Consider the Cost of Your Decisions:
I could have hired someone for $60 to come and clear my driveway, but at this time in my life, it was not worth the money for me to do so. I would not be able to make over $60 for the hour of labor it took to make a path, and I didn’t have to give up a precious resource like time with a dying loved one or hiring a sitter to care for a baby while I shoveled. It made sense to just suck it up and go do it.
However, if I weren’t able to; if it caused me physical or mental harm or the opportunity cost was too great, then I would have definitely hired someone to plow.
If you are facing a paper storm, regardless of how the volume of paper got there, you too are likely feeling stuck. You may feel like you are less careful than someone else because it seems like you are the only one who can’t find a bill to pay on time, you have a room of shame with files, you don’t know where to start, and it all seems like so much. If this is you, please give yourself grace and realize that most people have been there at one time or another, because life catches up to all of us at some point. Paper, house cleaning, self-care, etc. are things we feel we should be able to do solo and if they are out of alignment it means we have failed. If you are feeling this way, re-write the sentence! Am I a failure because a foot of snow randomly fell from the sky…no, that’s silly…likewise you are not a failure because a storm hit you and left you with a pile of work that you need to dig out.

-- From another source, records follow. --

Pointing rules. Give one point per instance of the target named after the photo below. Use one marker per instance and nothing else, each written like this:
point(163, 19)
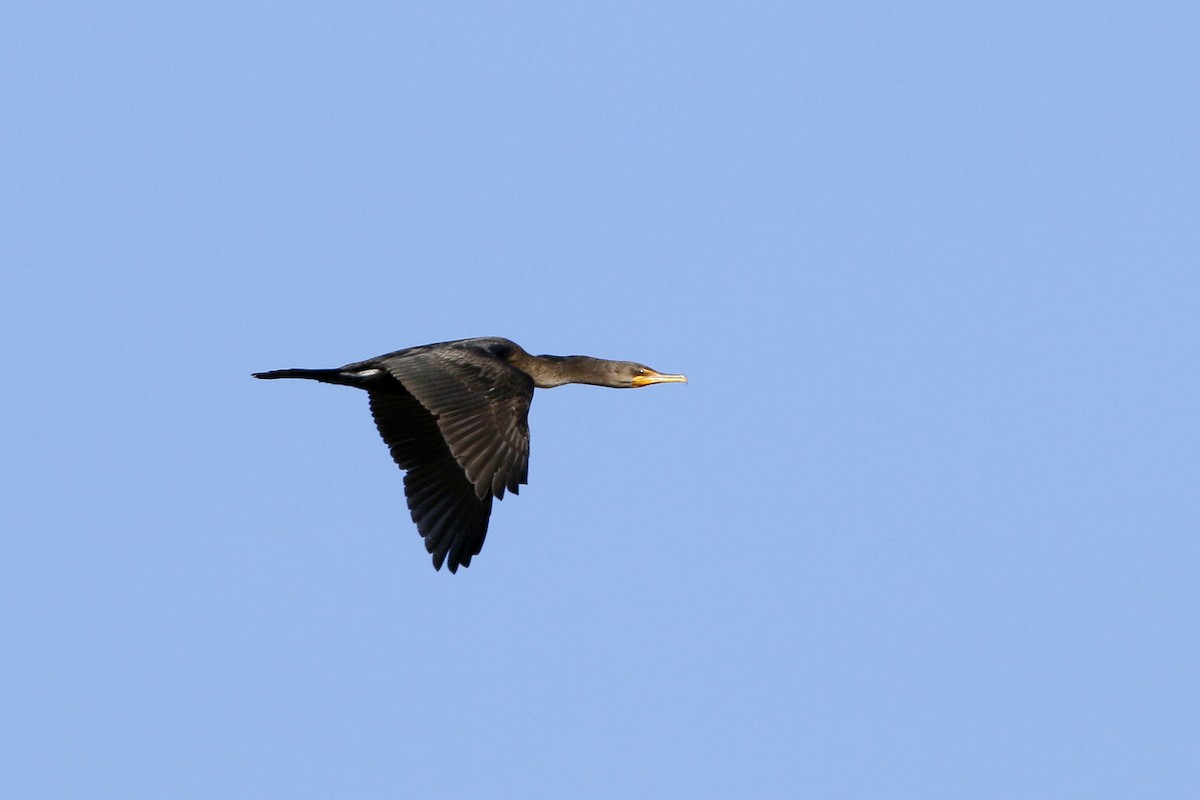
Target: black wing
point(442, 501)
point(481, 405)
point(456, 420)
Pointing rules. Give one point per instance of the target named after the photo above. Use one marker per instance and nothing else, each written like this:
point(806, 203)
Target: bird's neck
point(550, 371)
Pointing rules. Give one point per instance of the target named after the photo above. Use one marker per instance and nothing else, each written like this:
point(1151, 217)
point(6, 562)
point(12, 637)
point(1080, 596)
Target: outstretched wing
point(449, 515)
point(481, 407)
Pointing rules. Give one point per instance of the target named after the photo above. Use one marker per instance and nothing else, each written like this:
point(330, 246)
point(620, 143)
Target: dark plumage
point(456, 419)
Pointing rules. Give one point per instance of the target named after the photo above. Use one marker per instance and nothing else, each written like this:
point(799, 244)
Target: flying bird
point(455, 416)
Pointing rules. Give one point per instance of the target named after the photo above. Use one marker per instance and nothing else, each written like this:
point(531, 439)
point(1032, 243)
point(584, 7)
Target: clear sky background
point(923, 524)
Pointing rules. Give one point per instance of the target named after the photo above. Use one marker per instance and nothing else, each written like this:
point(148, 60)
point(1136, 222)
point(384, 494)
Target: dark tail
point(323, 376)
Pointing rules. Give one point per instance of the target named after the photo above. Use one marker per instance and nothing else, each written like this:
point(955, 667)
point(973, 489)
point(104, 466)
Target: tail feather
point(324, 376)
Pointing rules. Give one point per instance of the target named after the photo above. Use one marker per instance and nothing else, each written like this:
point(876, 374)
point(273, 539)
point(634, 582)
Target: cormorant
point(455, 417)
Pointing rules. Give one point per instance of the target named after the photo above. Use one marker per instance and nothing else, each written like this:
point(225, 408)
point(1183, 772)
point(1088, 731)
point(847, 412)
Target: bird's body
point(455, 417)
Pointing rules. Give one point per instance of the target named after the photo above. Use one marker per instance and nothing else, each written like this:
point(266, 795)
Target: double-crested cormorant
point(456, 419)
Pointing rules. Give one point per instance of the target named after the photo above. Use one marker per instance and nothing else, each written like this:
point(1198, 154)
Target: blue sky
point(922, 524)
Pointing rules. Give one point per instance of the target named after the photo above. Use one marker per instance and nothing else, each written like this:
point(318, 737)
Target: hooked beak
point(657, 378)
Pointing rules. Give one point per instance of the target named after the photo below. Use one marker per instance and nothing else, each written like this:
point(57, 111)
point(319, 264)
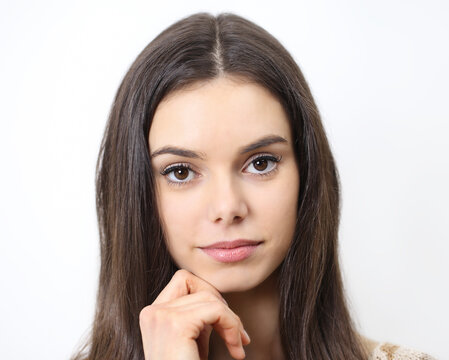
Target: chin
point(236, 280)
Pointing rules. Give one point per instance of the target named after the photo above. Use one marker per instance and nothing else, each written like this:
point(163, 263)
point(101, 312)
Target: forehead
point(219, 113)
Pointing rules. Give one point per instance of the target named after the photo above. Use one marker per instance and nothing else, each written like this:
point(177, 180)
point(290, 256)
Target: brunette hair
point(135, 263)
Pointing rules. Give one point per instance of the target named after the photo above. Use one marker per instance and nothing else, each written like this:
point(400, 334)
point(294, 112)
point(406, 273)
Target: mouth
point(231, 251)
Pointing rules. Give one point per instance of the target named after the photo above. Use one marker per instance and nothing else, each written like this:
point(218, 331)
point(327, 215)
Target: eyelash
point(169, 169)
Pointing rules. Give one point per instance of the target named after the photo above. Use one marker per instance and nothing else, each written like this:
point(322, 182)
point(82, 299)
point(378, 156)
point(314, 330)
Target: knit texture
point(386, 351)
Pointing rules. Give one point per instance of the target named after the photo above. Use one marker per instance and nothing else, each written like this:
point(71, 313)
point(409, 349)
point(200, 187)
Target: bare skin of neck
point(258, 309)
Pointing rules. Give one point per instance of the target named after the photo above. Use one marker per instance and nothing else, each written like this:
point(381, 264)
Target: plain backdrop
point(379, 73)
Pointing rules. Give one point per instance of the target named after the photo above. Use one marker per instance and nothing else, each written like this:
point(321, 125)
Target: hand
point(178, 324)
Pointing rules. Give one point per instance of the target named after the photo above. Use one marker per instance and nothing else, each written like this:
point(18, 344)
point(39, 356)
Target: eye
point(264, 164)
point(178, 174)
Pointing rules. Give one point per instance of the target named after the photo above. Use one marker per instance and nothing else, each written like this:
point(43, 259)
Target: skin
point(223, 197)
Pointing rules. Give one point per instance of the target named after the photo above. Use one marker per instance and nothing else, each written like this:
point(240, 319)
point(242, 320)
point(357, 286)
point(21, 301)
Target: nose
point(227, 203)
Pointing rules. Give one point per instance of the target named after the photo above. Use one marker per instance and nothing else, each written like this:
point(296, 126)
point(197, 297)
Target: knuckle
point(181, 274)
point(150, 315)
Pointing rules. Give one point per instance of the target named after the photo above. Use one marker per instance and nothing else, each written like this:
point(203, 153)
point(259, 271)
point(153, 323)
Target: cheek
point(178, 215)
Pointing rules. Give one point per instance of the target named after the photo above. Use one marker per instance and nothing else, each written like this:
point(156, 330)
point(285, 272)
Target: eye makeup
point(183, 167)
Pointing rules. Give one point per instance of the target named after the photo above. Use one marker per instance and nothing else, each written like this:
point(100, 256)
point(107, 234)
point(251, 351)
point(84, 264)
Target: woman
point(218, 206)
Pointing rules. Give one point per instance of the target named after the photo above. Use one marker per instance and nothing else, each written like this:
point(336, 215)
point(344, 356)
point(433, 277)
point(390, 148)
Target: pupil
point(181, 174)
point(261, 164)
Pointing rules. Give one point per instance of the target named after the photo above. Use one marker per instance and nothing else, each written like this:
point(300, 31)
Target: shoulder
point(387, 351)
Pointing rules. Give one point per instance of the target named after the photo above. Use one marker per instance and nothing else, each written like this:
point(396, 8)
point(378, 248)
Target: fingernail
point(246, 334)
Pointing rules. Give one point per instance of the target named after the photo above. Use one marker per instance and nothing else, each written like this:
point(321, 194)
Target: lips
point(231, 251)
point(231, 244)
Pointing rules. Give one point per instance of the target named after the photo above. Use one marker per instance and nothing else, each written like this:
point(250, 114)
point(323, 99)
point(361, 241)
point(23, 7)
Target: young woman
point(218, 206)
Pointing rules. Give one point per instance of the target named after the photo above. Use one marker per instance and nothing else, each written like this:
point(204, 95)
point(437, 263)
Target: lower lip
point(231, 255)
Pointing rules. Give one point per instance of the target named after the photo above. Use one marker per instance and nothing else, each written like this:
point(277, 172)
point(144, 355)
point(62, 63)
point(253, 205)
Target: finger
point(220, 317)
point(200, 296)
point(183, 283)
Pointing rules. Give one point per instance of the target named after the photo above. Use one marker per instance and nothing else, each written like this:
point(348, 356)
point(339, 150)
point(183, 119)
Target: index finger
point(183, 283)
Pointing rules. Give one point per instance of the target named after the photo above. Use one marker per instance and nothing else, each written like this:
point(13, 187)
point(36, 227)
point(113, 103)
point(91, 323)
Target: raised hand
point(178, 324)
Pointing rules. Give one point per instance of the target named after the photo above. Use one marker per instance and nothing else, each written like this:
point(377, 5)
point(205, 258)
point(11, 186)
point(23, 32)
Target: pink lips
point(231, 251)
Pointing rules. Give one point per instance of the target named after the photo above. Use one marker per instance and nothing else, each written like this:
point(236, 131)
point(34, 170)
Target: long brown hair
point(135, 264)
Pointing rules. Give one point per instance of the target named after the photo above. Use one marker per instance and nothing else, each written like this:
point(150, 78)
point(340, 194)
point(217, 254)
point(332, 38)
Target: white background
point(379, 73)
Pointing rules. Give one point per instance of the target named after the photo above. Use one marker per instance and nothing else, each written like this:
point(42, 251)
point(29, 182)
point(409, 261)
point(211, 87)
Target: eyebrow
point(265, 141)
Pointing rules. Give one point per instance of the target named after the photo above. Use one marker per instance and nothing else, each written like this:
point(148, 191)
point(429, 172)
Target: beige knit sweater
point(386, 351)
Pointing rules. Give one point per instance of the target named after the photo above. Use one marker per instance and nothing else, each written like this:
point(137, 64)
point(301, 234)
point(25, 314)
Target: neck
point(258, 309)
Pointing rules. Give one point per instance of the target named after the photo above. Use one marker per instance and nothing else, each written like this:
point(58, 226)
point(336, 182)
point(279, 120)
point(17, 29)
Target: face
point(225, 170)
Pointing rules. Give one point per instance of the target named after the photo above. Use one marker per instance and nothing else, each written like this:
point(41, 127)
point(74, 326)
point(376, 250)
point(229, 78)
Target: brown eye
point(260, 164)
point(263, 164)
point(181, 173)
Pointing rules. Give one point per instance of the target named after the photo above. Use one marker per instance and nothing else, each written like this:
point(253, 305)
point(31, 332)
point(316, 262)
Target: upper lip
point(231, 244)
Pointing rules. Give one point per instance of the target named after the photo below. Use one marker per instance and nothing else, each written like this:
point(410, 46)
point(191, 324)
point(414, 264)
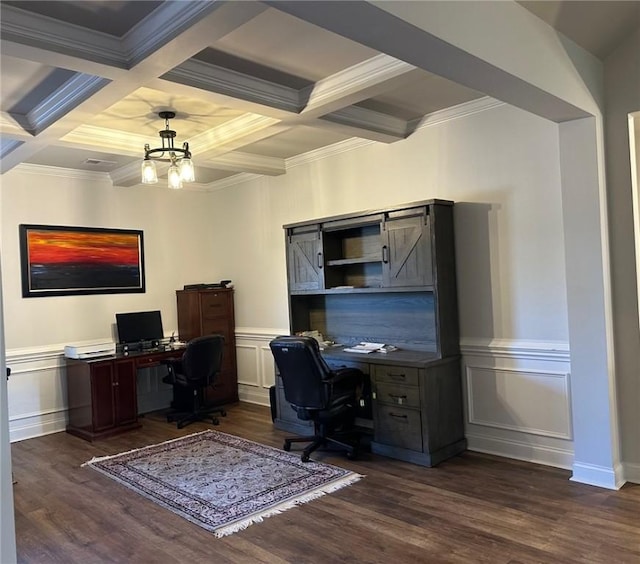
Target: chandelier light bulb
point(149, 173)
point(181, 167)
point(173, 176)
point(187, 173)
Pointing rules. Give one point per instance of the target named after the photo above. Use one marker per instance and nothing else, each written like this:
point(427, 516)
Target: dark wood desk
point(416, 404)
point(102, 392)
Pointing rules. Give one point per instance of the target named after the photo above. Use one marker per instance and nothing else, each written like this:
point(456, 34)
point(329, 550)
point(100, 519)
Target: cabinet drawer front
point(399, 427)
point(216, 327)
point(214, 305)
point(393, 394)
point(337, 364)
point(397, 374)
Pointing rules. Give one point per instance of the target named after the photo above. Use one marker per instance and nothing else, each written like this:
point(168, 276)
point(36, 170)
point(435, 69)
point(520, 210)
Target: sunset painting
point(80, 260)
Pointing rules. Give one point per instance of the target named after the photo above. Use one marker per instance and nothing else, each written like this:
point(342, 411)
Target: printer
point(106, 348)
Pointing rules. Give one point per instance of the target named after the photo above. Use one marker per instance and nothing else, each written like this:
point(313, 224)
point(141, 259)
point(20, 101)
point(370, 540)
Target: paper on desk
point(365, 348)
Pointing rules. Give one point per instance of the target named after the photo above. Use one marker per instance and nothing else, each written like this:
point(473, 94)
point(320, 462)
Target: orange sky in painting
point(55, 247)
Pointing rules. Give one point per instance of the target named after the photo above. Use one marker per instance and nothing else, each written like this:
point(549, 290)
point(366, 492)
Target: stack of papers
point(365, 348)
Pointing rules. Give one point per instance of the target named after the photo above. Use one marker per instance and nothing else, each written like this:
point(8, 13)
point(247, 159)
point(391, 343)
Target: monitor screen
point(139, 326)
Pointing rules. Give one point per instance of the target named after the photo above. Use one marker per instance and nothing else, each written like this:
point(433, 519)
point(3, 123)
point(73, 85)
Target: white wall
point(501, 167)
point(177, 244)
point(622, 81)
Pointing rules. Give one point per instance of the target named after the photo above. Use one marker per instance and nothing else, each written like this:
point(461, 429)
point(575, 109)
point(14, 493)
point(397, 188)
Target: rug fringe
point(101, 458)
point(284, 506)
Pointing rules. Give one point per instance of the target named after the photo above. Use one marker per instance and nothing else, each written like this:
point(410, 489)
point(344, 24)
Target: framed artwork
point(66, 261)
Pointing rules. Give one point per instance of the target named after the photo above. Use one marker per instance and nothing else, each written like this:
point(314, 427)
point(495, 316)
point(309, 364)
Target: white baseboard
point(537, 454)
point(631, 472)
point(600, 476)
point(37, 425)
point(252, 394)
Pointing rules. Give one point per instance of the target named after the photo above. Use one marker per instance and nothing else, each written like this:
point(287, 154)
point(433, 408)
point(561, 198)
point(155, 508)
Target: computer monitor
point(139, 326)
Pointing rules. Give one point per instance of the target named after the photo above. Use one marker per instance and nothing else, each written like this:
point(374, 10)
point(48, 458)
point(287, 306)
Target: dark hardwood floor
point(472, 508)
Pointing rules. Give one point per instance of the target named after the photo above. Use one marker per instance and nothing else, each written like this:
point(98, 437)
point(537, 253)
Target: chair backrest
point(303, 371)
point(202, 359)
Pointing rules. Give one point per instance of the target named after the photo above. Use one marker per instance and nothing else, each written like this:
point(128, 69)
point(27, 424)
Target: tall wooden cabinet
point(207, 312)
point(386, 276)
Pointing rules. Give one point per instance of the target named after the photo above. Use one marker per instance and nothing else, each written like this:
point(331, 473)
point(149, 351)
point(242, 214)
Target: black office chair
point(317, 393)
point(190, 377)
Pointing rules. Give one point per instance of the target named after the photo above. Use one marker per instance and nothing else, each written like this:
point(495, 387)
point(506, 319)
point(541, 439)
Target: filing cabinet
point(207, 312)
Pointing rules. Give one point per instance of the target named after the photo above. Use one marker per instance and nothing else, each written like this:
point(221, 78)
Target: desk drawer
point(398, 427)
point(216, 327)
point(214, 304)
point(392, 394)
point(397, 374)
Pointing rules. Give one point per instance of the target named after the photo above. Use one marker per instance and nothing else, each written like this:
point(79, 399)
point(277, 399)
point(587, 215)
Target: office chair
point(317, 393)
point(190, 376)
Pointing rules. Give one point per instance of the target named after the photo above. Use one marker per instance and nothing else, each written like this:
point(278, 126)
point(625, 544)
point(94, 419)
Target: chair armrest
point(174, 365)
point(344, 374)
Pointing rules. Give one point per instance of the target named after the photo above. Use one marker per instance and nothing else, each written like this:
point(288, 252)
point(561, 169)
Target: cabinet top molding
point(360, 214)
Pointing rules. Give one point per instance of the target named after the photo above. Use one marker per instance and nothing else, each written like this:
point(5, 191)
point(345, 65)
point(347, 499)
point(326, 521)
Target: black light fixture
point(181, 167)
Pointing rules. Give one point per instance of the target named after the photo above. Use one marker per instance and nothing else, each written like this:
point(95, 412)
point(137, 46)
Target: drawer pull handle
point(398, 399)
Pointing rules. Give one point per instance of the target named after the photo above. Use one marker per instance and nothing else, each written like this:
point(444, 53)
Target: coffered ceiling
point(253, 87)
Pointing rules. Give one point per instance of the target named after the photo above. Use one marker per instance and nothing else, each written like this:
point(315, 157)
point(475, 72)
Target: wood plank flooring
point(472, 508)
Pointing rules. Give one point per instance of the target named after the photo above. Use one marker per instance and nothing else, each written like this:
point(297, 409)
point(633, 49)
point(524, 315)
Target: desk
point(416, 404)
point(102, 392)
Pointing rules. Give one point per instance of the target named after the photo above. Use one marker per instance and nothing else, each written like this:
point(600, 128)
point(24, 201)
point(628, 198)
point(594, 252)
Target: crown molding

Take time to consider your options, your tools, and your abilities. You may find it’s much more affordable to hire an organizer than to keep living with the mess of the storm and trying to do it yourself. If it is more affordable then why not go for it!
If you economically cannot afford an organizer or a system at this time, then consider what options are available to you and create a plan to clear the path, maintain your freedom, and be okay with that until you are able to get to the rest.